What This Contactor Is and Where It Fits
The Siemens SIRIUS 3RT1034-1AG64 is a size S2 power contactor rated for motor switching up to 18.5 kW at 500 V in AC-3 duty, and 15 kW at 400 V in AC-2 duty — covering the heavy lifting for pumps, fans, and compressors in a standard 400 V three-phase panel. It mounts via screw and snap-on onto 35 mm DIN rail per EN 50022, with a 55 mm width that slots into a standard 6-module panel space. The front face carries an IP20 rating for finger-safe touch protection; the terminal area is IP00, so live parts are exposed at the wiring point — standard for this contactor class. The main current circuit uses screw-type terminals, accepting solid conductors up to 2x 4 mm² and stranded up to 2x 25 mm². Side-by-side mounting is permitted without derating, which keeps the panel layout dense.
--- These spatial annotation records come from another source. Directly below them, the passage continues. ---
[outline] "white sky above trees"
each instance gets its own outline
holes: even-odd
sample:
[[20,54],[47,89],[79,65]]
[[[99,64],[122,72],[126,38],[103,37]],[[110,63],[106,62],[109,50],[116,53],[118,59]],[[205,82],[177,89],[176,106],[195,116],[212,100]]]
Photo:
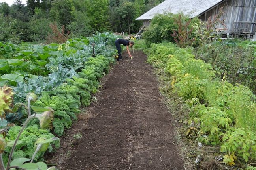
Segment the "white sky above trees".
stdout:
[[[11,6],[14,2],[14,0],[0,0],[0,3],[2,2],[6,2],[8,4],[9,6]],[[23,4],[26,5],[26,0],[21,0]]]

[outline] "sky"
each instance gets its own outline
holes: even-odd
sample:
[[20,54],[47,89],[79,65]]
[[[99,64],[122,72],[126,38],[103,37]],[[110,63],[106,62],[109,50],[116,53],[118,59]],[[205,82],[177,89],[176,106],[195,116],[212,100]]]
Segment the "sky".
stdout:
[[[8,4],[9,6],[11,6],[14,2],[14,0],[0,0],[0,2],[5,2]],[[21,0],[23,4],[26,5],[26,0]]]

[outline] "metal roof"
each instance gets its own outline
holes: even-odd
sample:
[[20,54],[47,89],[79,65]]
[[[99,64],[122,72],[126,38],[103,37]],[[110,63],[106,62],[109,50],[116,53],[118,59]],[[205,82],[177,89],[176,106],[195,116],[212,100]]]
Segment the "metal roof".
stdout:
[[225,0],[166,0],[141,15],[136,20],[151,20],[156,14],[182,12],[190,18],[200,15]]

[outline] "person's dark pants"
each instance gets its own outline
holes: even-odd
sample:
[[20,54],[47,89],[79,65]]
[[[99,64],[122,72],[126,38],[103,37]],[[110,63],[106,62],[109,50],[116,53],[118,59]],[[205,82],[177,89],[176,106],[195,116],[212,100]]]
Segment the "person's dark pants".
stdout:
[[117,53],[118,53],[118,58],[122,59],[122,48],[121,48],[121,45],[118,42],[118,40],[116,39],[115,41],[115,43],[116,45],[116,47],[117,48]]

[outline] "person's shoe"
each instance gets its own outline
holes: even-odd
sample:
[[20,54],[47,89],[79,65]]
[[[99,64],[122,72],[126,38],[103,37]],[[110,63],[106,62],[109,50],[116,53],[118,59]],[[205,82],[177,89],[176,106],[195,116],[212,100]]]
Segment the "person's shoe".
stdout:
[[117,60],[118,61],[122,61],[122,58],[118,58],[117,59]]

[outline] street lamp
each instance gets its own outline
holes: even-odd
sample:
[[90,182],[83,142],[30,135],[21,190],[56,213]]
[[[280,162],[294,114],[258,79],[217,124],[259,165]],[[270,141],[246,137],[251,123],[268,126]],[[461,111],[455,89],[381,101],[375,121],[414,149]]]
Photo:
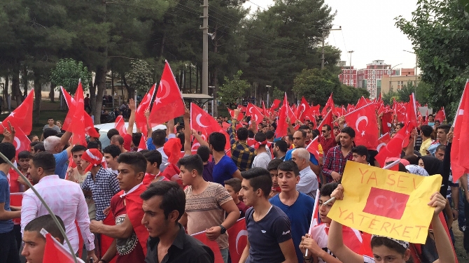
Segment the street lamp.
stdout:
[[332,27],[328,27],[327,28],[323,28],[322,29],[323,31],[323,51],[322,52],[322,57],[321,57],[321,70],[324,69],[324,38],[326,38],[326,32],[331,30],[342,30],[342,27],[339,27],[337,29],[332,29]]
[[402,63],[400,63],[400,64],[398,64],[397,65],[393,66],[392,68],[391,68],[391,76],[389,77],[390,78],[390,80],[389,80],[389,90],[391,90],[391,89],[393,88],[393,69],[394,69],[395,67],[396,67],[399,65],[402,65]]
[[415,55],[415,96],[416,97],[417,96],[417,66],[419,66],[418,57],[417,57],[417,55],[415,52],[413,52],[412,51],[407,51],[406,50],[404,50],[403,51]]

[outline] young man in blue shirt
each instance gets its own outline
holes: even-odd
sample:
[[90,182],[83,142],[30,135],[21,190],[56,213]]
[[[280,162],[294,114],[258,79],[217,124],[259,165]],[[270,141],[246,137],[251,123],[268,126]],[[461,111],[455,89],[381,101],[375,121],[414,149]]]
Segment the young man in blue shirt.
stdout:
[[267,199],[272,181],[269,171],[255,167],[241,173],[239,194],[246,206],[248,243],[239,262],[298,262],[288,217]]
[[[0,152],[11,162],[15,160],[16,150],[13,144],[0,143]],[[0,158],[0,263],[20,263],[12,219],[21,217],[21,208],[10,206],[10,185],[6,177],[10,168],[11,166]]]
[[280,208],[290,219],[296,256],[298,262],[302,262],[303,254],[300,250],[300,243],[301,237],[309,229],[314,199],[296,190],[296,185],[300,181],[300,171],[293,161],[285,161],[279,164],[278,173],[281,192],[269,201]]

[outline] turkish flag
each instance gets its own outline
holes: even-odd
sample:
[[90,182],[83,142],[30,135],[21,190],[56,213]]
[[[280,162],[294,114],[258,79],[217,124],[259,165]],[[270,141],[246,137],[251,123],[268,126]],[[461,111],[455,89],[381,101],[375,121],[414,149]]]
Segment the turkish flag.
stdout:
[[274,110],[280,106],[280,99],[274,99],[274,101],[272,102],[272,106],[270,107],[271,110]]
[[318,138],[319,138],[319,136],[316,136],[316,138],[314,138],[306,147],[306,150],[307,150],[312,155],[314,155],[317,160],[319,159]]
[[136,151],[139,152],[142,150],[148,150],[146,147],[146,138],[144,134],[141,134],[141,138],[140,138],[140,143],[139,143],[139,148]]
[[441,107],[440,111],[435,115],[435,120],[440,121],[440,123],[443,123],[446,120],[446,113],[444,113],[444,107]]
[[383,113],[381,118],[381,125],[383,126],[383,133],[391,132],[391,127],[393,123],[393,113],[391,112]]
[[[230,115],[231,116],[231,118],[234,118],[234,111],[230,109],[230,108],[227,108],[228,109],[228,113],[230,113]],[[238,113],[238,118],[236,120],[239,122],[241,121],[241,120],[243,120],[244,118],[244,115],[243,114],[243,113],[240,111],[239,113]]]
[[347,126],[354,128],[355,144],[363,145],[368,150],[376,150],[374,142],[379,137],[379,129],[374,113],[374,104],[368,104],[346,115]]
[[287,136],[287,129],[288,125],[286,123],[287,108],[289,108],[288,101],[286,99],[286,92],[284,96],[284,105],[279,110],[279,122],[277,123],[276,129],[275,129],[275,134],[277,137],[283,137]]
[[[469,173],[469,82],[465,83],[454,123],[453,143],[451,147],[451,166],[453,181],[457,182],[463,174]],[[464,114],[465,113],[465,114]]]
[[185,111],[183,96],[167,61],[150,113],[150,123],[152,126],[164,123],[183,115]]
[[31,141],[28,136],[24,134],[23,131],[20,128],[15,128],[15,140],[13,141],[13,145],[16,148],[16,159],[18,158],[18,153],[23,150],[27,150],[28,152],[31,150],[29,143]]
[[127,128],[125,127],[125,123],[124,123],[124,118],[122,115],[118,115],[115,118],[114,129],[117,129],[118,132],[119,132],[119,135],[122,137],[124,135],[127,134]]
[[24,101],[4,120],[2,122],[5,124],[0,126],[0,133],[4,133],[4,129],[8,127],[8,122],[10,122],[13,127],[21,129],[27,135],[31,133],[33,128],[34,99],[34,91],[31,90]]
[[400,220],[409,197],[408,194],[371,187],[363,212]]
[[328,102],[326,103],[326,105],[324,106],[324,108],[323,108],[323,111],[321,113],[321,114],[323,115],[323,117],[324,117],[330,109],[332,110],[333,113],[335,107],[335,106],[334,104],[334,100],[332,99],[332,94],[331,93],[329,96],[329,99],[328,99]]
[[374,159],[378,161],[382,167],[384,166],[384,162],[387,157],[400,157],[400,152],[402,151],[403,143],[408,136],[406,135],[407,124],[404,125],[404,127],[400,129],[399,132],[394,136],[394,138],[389,141],[389,143],[384,147],[381,147],[379,152],[376,155]]
[[381,148],[383,146],[385,146],[386,144],[389,143],[389,141],[391,141],[391,136],[389,136],[389,133],[386,132],[386,134],[383,134],[381,137],[378,138],[378,140],[374,143],[374,147],[376,148],[376,150],[379,152],[381,150]]
[[[208,246],[209,248],[210,248],[210,249],[211,249],[211,250],[214,252],[214,255],[215,256],[214,263],[224,262],[223,258],[221,256],[221,253],[220,252],[220,248],[218,248],[218,244],[216,243],[216,241],[209,239],[209,238],[206,237],[206,234],[205,234],[204,231],[203,232],[194,234],[193,235],[192,235],[192,236],[197,239],[200,242],[203,243],[204,245]],[[241,253],[242,254],[242,251]]]
[[155,87],[156,84],[154,84],[151,87],[150,90],[148,90],[148,92],[146,92],[146,94],[145,94],[145,96],[144,97],[144,99],[142,99],[141,102],[140,102],[139,107],[135,111],[135,124],[136,125],[136,127],[139,128],[139,129],[140,129],[140,132],[141,132],[142,134],[144,134],[146,137],[148,136],[148,134],[147,134],[148,128],[146,125],[146,117],[145,117],[145,111],[147,108],[149,109],[150,108],[151,99],[153,98],[153,95],[155,94]]
[[230,256],[232,262],[239,262],[241,255],[248,244],[248,231],[246,228],[246,220],[239,219],[228,230],[228,243]]
[[[50,234],[47,233],[46,230],[41,230],[41,234],[46,236],[43,262],[75,263],[70,250],[59,243]],[[77,260],[78,262],[83,262],[79,257],[77,258]]]

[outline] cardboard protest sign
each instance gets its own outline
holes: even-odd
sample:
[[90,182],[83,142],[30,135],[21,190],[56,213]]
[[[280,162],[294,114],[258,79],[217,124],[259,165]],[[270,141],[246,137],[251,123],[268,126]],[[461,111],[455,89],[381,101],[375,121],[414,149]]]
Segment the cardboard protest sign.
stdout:
[[347,161],[337,200],[328,217],[366,233],[425,243],[435,208],[430,197],[440,190],[440,175],[411,173]]

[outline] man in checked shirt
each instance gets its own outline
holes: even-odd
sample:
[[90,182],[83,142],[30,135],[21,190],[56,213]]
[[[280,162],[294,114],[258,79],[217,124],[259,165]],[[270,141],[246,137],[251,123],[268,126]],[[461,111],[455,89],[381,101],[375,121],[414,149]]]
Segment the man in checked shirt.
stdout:
[[[230,134],[230,143],[231,143],[231,159],[234,162],[240,171],[246,171],[251,168],[255,154],[253,147],[248,146],[248,129],[244,127],[236,129],[239,109],[234,110],[234,115],[231,121],[231,127],[228,129]],[[238,141],[236,141],[236,137]]]

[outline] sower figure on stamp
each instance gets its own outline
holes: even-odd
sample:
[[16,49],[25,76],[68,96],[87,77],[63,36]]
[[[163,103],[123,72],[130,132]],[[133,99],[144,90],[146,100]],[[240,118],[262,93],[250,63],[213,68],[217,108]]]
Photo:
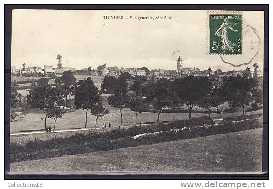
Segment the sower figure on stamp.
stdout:
[[225,53],[226,51],[232,50],[233,53],[235,51],[236,44],[228,39],[228,30],[238,32],[238,30],[235,30],[231,27],[236,24],[228,21],[228,18],[225,17],[224,19],[224,22],[215,32],[215,35],[220,37],[221,39],[221,49],[223,50],[222,53]]

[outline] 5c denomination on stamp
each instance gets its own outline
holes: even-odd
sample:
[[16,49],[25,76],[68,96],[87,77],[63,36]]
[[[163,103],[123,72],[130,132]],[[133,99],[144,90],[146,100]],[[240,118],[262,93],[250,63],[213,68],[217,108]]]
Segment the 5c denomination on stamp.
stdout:
[[242,16],[228,12],[208,14],[210,54],[242,54]]

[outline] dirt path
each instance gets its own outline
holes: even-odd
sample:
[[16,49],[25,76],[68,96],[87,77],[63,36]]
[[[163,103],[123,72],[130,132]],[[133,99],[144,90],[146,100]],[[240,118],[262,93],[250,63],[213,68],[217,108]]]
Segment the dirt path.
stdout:
[[[68,130],[56,130],[54,133],[60,133],[60,132],[73,132],[73,131],[86,131],[89,130],[95,130],[95,129],[103,129],[103,127],[97,127],[95,128],[82,128],[82,129],[68,129]],[[40,134],[40,133],[45,133],[45,131],[32,131],[32,132],[24,132],[18,133],[13,133],[11,134],[10,136],[16,136],[16,135],[30,135],[32,134]]]

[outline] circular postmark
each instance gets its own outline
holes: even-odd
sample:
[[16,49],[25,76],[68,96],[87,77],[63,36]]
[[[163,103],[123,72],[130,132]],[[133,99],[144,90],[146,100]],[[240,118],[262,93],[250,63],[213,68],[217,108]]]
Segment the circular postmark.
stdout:
[[242,54],[240,56],[220,55],[221,60],[225,64],[238,67],[252,62],[260,50],[261,39],[256,30],[252,26],[244,24],[243,33]]

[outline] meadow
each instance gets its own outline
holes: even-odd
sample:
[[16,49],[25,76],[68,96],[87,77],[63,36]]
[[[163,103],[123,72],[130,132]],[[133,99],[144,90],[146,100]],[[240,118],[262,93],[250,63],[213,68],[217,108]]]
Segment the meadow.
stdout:
[[11,163],[10,169],[13,172],[260,172],[262,136],[262,129],[252,129],[21,161]]

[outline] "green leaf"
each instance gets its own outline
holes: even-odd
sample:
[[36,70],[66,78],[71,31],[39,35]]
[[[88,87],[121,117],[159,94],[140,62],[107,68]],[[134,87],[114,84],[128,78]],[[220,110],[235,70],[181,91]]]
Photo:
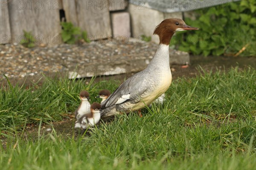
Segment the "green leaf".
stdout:
[[238,20],[239,19],[239,15],[236,14],[236,13],[234,12],[230,12],[230,19],[231,20]]
[[204,50],[203,51],[203,54],[204,56],[207,57],[209,55],[211,51],[210,50]]
[[208,43],[205,40],[202,40],[199,43],[199,47],[202,49],[207,49],[208,48]]
[[224,51],[223,51],[223,49],[222,48],[218,48],[216,50],[216,55],[218,56],[219,56],[223,54],[224,53]]
[[249,21],[249,23],[253,25],[254,27],[255,27],[255,25],[256,25],[256,18],[251,18],[250,20]]
[[71,38],[71,35],[66,31],[63,31],[61,32],[61,38],[64,42],[67,42]]
[[246,7],[249,7],[249,2],[247,0],[242,0],[241,1],[240,6],[245,6]]
[[179,50],[182,51],[189,52],[189,47],[180,46],[179,47]]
Key Ratings and What They Mean for Your BOM
The 18.5 kW at 500 V AC-3 rating is the motor-switching figure that determines fit for a 3-phase induction motor on a 480 V line. The 15 kW at 400 V AC-2 rating covers lower-duty applications like slip-ring motors or frequent jogging. For resistive loads (AC-1), the contactor can cycle up to 1200 operations per hour; for the heaviest AC-4 plugging/reversing duty, it's rated at 250 ops/h. The coil accepts 100 V at 50 Hz and 100–110 V at 60 Hz, with a pick-up range of 0.8–1.1x rated voltage at 50 Hz and 0.85–1.1x at 60 Hz. Operating temperature spans –25 °C to +60 °C, with storage down to –55 °C. Pollution degree 3 means it's rated for conductive environments — typical in industrial enclosures without climate control. Auxiliary contact ratings: 10 A at 24 V, 6 A at 230 V, 3 A at 400 V, and 0.3 A at 220 V DC — enough for PLC-level signal switching or small relay coils.
Panel Integration Notes
At 112 mm tall and 164 mm deep, it fits within a standard 200 mm deep enclosure with room for wiring ducts. The screw terminals accept ferruled stranded wire up to 25 mm² — no special crimp tool needed beyond a standard hex die. For side-by-side mounting, no gap is required, so you can pack multiple contactors across a DIN rail without losing density.